Suddenly it all fell into place in John’s mind and he bit his lip. “Sherlock,” he said finally, “you can’t just—“
“Get it out, John,” Sherlock interrupted, his tone sharp.
“All right,” he agreed, his tone placating, “but we’ll do it properly, at the surgery.”
“No, John. Now. I can’t stand knowing it’s there, now that I’m sure. I just can’t.”
And he really couldn’t, John could see that; couldn’t abide it any more than John could refuse him after everything else.
“Okay,” John said finally and watched some of the tension leave Sherlock’s shoulders, though the incision he’d made in his own chest must have been hurting him. “I don’t have any anaesthetic,” John warned.
“It’s okay. I trust you.” Not to make it any worse than it has to be, he meant, and John thought that might even be true.
So he spread a towel on the floor and Sherlock lay on his back with a little smile of encouragement. Now that he knew what to look for John could feel the edge of the thing with his fingers, and Sherlock had done a decent job in placing the cut.
It was a thin metal plate, flush up against the bones of Sherlock’s ribcage, and John tried not to think about how it must have felt as he slid it carefully toward the opening he’d made. Sherlock had his head turned away and was pressing his head hard against the floor—John could see the tendons standing out starkly in his neck—but apart from the increasing raggedness of his breath he didn’t make a sound.
Then again, he’d had a bit of practise with this sort of thing lately, John realised, and the thought made him feel slightly ill.
Sherlock must have sensed his hesitation. “Please finish it,” he said, his voice barely above a whisper, but it was enough.
The object popped free, finally, and John didn’t even bother to look at it, barely noting that it was still warm before dropping it on the towel and turning his attention to Sherlock’s chest. From here it was simpler, psychologically, and he even had materials for proper sutures.
When he was done Sherlock was breathless and pale but his fingers snatched at the plate impatiently. John took it from him and washed it off in the sink; now that the hard part was over, curiosity was getting the better of him, too.

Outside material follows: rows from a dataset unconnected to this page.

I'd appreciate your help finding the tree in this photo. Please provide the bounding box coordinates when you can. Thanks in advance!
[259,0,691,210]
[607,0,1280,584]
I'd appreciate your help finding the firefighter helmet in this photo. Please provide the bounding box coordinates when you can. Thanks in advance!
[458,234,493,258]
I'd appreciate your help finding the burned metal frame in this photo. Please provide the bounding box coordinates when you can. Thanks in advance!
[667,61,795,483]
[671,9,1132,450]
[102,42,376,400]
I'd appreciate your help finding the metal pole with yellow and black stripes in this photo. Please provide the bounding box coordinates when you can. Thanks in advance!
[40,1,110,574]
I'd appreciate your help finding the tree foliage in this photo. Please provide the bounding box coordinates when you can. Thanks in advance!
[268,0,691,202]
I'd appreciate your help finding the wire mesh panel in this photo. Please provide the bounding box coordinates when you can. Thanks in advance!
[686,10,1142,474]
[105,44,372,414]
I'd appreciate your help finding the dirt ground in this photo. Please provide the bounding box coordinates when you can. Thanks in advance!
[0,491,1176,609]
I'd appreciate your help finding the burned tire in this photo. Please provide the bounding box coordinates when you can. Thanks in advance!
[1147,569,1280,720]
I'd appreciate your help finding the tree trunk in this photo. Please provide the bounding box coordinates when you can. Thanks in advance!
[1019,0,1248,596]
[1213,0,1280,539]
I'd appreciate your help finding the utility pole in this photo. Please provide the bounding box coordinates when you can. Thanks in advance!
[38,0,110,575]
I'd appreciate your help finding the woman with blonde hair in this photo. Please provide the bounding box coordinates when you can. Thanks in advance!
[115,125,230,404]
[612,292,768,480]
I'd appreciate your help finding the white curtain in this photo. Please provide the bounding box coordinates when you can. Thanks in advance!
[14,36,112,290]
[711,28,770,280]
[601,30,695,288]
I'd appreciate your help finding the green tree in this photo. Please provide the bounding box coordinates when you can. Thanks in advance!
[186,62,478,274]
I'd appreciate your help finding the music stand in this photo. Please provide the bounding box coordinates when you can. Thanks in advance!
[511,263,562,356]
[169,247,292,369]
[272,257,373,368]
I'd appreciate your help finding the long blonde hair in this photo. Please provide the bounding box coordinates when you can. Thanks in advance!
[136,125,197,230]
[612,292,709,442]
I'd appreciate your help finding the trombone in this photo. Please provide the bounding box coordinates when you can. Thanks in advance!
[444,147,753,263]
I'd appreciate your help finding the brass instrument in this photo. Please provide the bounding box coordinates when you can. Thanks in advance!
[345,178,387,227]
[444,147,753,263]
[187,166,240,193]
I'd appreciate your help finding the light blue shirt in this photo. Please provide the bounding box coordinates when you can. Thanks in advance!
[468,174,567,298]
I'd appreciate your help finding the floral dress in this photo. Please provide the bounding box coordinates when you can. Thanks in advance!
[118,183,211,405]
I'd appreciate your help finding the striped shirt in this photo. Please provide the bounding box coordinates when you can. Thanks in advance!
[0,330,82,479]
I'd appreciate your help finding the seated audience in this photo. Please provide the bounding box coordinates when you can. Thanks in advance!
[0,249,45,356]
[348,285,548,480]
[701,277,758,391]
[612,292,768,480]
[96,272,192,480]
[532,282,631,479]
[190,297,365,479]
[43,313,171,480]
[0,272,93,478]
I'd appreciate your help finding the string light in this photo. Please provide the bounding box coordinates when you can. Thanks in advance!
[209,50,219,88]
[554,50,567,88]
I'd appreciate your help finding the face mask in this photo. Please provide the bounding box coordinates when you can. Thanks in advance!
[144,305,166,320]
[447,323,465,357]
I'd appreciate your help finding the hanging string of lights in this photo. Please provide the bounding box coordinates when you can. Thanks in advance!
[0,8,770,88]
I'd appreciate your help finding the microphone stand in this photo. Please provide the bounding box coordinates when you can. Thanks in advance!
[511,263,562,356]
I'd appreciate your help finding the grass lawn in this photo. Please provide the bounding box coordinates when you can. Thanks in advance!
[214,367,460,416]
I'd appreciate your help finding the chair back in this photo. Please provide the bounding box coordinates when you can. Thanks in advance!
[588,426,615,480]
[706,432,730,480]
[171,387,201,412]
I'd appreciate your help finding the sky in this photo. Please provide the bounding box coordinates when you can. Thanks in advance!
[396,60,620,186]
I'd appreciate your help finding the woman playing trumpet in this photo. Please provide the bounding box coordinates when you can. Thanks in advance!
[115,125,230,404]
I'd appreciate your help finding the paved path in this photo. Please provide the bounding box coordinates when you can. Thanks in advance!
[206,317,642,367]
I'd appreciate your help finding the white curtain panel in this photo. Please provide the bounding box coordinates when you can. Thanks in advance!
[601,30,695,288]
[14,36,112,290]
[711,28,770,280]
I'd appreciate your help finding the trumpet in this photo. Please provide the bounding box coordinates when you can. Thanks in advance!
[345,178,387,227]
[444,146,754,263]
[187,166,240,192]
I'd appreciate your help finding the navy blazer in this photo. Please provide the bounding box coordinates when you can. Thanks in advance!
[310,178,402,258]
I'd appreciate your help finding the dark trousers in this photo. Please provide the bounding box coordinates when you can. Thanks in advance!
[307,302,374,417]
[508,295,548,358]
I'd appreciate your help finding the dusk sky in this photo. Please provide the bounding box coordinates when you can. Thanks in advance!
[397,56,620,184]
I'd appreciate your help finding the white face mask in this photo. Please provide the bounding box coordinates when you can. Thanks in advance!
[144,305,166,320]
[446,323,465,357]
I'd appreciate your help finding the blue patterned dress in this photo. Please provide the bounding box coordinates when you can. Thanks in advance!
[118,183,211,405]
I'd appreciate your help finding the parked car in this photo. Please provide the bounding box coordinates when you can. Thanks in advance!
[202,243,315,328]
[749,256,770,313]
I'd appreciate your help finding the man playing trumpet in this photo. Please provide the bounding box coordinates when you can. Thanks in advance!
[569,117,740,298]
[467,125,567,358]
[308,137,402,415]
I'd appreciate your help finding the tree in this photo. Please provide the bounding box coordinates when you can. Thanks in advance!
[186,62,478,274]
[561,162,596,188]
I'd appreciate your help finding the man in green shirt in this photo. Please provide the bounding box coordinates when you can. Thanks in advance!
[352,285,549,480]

It was a thin piece of metal about three inches square. There was a cutaway in the centre in the shape of a gryphon with outstretched wings and, below it, something that hadn’t been visible on the x-ray: a name.
Sherlock had pushed himself up to a seated position. “Bring it here,” he hissed.
Sherlock turned it over and over in his hands, drinking in all its detail with pale eyes and fingertips.
“What do you suppose it is?” John asked, after a few moments.
Sherlock looked at him, the expression on his face almost a smile. “A calling card,” he said. “He considers himself an artist, of course he’d sign his work.”
“An artist,” John echoed. “Who’s that, then?”
Then Sherlock’s face really did crack into a smile. “Moriarty,” he said, pushing himself to his feet, and though the movement was a bit pained John thought he looked more like himself than he had in ages.
“Come on, John. He’s just given us our next move.”